Many animal models have helped unveil host-pathogen interactions at the nasal mucosa but many questions remain to be answered. Overall, nasal mucosal immune responses are not well understood compared to other mucosal immune responses. This is despite the large variety of pathogens that exploit the nasal route to gain entry to the host. Understanding nasal immunity in different animal models is vital for establishing models of human disease, but our current view of the diversity of nasal immune systems is patchy and reflects specific research efforts rather than unbiased comparisons. Although specific antibody responses following intranasal vaccination are a common readout in most animal experimental models as well as humans, very little is known about the early immune responses that halt pathogen entry or the contributions and cross-talk between d-NALT and O-NALT. Additionally, new insights in teleost fish suggest that nasal immunization triggers distant immune responses in the CNS suggesting tight neuroimmune regulation in the olfactory-CNS axis.
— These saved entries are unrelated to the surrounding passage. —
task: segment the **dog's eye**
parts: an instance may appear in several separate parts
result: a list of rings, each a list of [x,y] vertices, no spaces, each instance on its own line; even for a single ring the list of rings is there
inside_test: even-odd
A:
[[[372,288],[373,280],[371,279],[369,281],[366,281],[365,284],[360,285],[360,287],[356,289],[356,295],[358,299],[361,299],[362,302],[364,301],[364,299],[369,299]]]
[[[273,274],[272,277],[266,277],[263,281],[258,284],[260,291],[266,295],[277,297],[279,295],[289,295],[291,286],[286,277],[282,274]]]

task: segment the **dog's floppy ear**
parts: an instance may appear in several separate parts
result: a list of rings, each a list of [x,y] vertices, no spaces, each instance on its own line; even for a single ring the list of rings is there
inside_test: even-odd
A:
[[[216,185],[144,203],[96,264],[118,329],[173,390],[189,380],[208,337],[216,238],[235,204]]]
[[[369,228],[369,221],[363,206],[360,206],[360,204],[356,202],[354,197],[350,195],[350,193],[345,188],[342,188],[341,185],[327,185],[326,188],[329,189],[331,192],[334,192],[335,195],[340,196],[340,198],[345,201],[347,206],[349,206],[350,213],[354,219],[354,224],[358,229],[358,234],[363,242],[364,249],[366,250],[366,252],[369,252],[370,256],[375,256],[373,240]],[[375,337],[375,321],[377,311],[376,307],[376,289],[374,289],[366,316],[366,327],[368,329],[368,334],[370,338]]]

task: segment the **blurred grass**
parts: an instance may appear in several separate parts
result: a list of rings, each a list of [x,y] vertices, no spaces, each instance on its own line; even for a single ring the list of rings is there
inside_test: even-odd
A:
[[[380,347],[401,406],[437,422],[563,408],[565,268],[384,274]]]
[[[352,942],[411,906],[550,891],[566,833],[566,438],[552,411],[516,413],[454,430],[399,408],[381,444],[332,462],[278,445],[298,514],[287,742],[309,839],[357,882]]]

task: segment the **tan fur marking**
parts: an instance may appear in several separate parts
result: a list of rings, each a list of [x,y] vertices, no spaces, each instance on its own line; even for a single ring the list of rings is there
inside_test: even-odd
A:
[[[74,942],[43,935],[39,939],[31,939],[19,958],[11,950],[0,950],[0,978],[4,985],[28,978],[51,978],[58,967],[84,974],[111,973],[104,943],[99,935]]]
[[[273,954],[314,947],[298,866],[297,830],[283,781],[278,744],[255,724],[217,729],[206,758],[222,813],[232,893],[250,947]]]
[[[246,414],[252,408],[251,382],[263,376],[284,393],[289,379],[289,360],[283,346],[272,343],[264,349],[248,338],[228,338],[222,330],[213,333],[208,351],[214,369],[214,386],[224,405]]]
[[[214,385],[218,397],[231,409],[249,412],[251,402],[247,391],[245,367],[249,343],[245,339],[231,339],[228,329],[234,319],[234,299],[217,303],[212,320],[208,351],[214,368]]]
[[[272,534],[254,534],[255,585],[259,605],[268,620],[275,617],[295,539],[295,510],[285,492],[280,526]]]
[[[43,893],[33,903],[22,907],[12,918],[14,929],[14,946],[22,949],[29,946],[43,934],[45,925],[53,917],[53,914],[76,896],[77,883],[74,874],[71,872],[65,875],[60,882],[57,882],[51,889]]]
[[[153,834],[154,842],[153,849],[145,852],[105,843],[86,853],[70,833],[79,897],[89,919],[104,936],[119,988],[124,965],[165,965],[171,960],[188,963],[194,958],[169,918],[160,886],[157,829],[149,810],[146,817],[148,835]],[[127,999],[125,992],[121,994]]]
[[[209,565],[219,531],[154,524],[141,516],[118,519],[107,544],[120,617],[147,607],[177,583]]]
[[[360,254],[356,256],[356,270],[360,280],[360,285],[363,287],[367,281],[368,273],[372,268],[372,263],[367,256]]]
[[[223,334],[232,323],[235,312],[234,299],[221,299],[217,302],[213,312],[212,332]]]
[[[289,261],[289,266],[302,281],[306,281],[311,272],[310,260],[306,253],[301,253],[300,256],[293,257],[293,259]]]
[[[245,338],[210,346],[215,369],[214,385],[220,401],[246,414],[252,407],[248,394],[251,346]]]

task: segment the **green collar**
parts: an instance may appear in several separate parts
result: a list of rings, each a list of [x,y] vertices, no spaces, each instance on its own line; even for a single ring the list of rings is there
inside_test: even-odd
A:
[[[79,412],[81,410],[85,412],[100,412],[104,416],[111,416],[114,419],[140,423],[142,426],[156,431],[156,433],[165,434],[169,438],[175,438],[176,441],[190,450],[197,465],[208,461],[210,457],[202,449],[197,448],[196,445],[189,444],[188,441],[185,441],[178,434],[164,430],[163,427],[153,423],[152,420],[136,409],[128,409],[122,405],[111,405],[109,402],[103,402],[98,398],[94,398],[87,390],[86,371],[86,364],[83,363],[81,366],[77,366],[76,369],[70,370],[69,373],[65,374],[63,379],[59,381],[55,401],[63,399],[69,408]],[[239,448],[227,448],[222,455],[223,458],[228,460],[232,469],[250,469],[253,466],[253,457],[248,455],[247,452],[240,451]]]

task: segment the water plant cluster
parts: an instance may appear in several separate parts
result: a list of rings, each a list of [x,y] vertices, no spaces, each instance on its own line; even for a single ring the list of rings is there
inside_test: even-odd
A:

Vertebrates have a wide diversity of olfactory systems and the anatomical differences found in NALT across species makes the translation of animal studies to human difficult. Anatomically, the O-NALT of primates and farmed animals is the closest to human O-NALT, however these models also present their own limitations. Some of most refined animal models, such as the pig nasal influenza model, illustrate the importance of validating human disease symptoms, disease progression and immune responses in the laboratory setting. Further efforts are necessary to exploit the best attributes of each animal model and to translate laboratory findings into better therapies and vaccines that advance human health.